A-Reit offered 150 million new units at a price between S$1.99 and S$2.04, which translated into a discount of 2.4% to 4.8% versus Wednesday’s closing price of S$2.09. However, adjusted for an upcoming dividend distribution of 1.69 Singapore cents that the buyers of the placement won’t be able to participate in, the discount was an even tighter 1.6% to 4%.

The final price of S$1.99 represented an adjusted discount of 4% to the latest close, but a premium of 6% to the net asset value per unit, based on the NAV at the end of the fiscal year to March 2012, A-Reit’s management company said in a statement to the Singapore Exchange.

According to a source, the final price also translated into a forward yield of about 7%.

The deal attracted primarily long-only investors, including a few insurance companies. There was also some interest from Singapore-based private banks. As usual when it comes to yield plays and other low-volatility instruments, hedge funds were less keen and one source estimated that they accounted for less than 20% of the demand.

Given that the order books closed at 5.30pm Hong Kong time, most of the demand came from Asia, Australia and Europe, although the bookrunners were able to reach some US investors on the west coast immediately after the launch yesterday morning.

Since the fundraising wasn’t linked to a specific acquisition, investors essentially had to make a call on whether they believe the various projects that the management intends to spend the money on will help improve earnings and lead to higher dividends down the road. According to a source, most of the projects won’t start to generate revenues until 2013.

In a statement issue yesterday morning, the A-Reit management company said the placement will give A-Reit greater financial capacity to capitalise on potential growth opportunities and will allow it to act more quickly when pursuing acquisitions of income-producing properties.

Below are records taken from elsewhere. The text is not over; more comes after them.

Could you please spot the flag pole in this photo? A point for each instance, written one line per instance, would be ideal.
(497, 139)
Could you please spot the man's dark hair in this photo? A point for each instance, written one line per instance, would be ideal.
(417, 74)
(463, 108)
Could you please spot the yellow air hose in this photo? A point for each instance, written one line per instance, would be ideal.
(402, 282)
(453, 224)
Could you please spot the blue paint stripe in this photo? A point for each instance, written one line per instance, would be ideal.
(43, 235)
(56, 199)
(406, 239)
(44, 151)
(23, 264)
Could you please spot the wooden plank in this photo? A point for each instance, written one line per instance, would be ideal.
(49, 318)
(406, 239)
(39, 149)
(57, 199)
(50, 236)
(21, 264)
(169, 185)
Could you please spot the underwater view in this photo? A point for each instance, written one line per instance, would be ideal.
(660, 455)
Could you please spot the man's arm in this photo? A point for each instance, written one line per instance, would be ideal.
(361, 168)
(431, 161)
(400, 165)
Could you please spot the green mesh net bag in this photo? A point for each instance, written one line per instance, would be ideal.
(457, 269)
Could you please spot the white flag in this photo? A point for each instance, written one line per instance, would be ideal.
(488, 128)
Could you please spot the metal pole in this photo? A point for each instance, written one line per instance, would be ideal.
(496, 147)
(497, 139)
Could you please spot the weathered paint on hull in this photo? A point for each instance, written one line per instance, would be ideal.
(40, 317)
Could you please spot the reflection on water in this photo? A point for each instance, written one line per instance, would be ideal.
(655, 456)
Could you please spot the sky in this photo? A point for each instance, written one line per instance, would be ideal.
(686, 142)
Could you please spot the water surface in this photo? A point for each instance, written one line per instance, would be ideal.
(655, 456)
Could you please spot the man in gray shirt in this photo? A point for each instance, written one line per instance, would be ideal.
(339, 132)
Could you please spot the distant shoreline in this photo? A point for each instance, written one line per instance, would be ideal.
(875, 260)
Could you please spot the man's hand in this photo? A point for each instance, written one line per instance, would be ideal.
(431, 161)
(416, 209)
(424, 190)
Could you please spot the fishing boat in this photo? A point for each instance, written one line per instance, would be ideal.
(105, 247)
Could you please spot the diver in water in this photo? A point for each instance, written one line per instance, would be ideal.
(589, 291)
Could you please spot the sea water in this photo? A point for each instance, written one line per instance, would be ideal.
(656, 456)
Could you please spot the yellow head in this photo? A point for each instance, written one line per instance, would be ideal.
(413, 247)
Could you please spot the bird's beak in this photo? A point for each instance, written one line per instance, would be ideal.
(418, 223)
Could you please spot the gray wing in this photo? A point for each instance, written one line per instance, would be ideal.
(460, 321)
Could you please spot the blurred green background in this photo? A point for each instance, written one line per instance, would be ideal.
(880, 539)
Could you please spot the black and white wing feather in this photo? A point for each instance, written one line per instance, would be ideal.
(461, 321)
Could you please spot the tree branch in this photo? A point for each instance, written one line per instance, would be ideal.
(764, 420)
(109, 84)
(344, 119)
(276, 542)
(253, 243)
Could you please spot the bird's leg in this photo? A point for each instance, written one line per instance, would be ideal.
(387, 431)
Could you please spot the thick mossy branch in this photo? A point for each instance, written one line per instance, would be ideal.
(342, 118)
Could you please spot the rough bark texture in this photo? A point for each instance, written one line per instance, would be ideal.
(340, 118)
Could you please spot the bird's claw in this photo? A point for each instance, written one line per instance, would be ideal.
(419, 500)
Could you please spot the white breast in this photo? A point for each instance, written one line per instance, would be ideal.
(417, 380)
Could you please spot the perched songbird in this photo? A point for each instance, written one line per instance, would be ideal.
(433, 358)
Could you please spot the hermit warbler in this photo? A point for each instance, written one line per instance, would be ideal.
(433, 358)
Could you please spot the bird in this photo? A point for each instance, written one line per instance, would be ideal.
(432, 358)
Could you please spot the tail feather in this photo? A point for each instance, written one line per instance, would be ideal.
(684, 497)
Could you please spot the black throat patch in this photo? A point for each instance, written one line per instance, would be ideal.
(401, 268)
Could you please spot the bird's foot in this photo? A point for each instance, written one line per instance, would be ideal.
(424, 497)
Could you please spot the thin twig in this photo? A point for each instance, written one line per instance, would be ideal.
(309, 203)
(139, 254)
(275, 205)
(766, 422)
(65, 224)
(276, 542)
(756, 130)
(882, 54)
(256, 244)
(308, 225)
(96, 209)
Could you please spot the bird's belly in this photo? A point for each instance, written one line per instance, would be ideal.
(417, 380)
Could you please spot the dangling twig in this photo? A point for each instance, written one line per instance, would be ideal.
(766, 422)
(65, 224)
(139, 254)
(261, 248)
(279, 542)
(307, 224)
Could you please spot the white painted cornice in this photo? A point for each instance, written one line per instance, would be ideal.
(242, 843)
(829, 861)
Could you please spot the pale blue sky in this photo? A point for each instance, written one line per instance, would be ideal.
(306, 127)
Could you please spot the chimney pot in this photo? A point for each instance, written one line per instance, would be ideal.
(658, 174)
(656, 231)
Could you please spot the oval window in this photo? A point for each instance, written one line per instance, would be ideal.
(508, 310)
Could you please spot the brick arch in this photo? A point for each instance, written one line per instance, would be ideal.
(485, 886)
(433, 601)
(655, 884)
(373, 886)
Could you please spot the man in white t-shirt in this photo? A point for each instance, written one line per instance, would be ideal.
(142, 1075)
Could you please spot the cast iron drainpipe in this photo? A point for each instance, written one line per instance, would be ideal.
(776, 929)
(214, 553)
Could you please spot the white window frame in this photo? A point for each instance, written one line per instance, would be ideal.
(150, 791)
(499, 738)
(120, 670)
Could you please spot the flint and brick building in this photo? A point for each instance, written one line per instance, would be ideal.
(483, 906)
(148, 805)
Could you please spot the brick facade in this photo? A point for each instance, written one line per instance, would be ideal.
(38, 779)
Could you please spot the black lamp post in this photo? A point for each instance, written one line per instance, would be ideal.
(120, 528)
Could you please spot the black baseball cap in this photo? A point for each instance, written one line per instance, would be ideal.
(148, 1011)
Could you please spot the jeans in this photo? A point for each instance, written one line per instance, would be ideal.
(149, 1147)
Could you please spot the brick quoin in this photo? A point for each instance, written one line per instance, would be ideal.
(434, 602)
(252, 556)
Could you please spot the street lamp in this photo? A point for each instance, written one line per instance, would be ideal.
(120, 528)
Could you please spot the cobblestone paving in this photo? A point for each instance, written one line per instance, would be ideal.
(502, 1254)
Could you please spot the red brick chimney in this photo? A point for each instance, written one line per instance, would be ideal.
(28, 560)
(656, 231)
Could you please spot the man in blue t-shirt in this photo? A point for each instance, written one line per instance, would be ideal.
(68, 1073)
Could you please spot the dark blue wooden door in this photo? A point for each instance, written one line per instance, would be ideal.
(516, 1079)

The issue of new units should also help boost the liquidity in the counter, it said. As a result of the fundraising and after deploying the funds on the various projects, A-Reit’s leverage is expected to drop to 34.6% from 36.6%, leaving it with a bit more capacity to fund future projects by taking on additional debt.

Moody’s said in a note that the fundraising will support A-Reit’s current ratings. “The placement will improve A-Reit’s total borrowings/value of deposited properties to 32.1% from 36.6% as of 31 March 2012, pending the deployment of the gross proceeds for their intended use”, senior credit officer Alan Greene said. “As on-going projects are financed and completed through the year, debt to total assets is expected to increase again gradually to approximately 35%, which remains in line with its current A3 corporate family rating.”

In addition to the family rating, A-Reit has a senior unsecured debt rating of Baa1 (stable outlook) from Moody’s.

A-Reit said it will use approximately S$57 million of the net proceeds for asset enhancements at two existing properties; S$100.3 million for the construction of a new business park development and a built-to-suit facility; S$90 million to pay of the acquisition of a business space property in Shanghai; and S$46.5 million for general corporate purposes and working capital.

A-Reit was suspended from trading yesterday, but the stock has been on a rising trend since the beginning of this year, gaining 14.2%.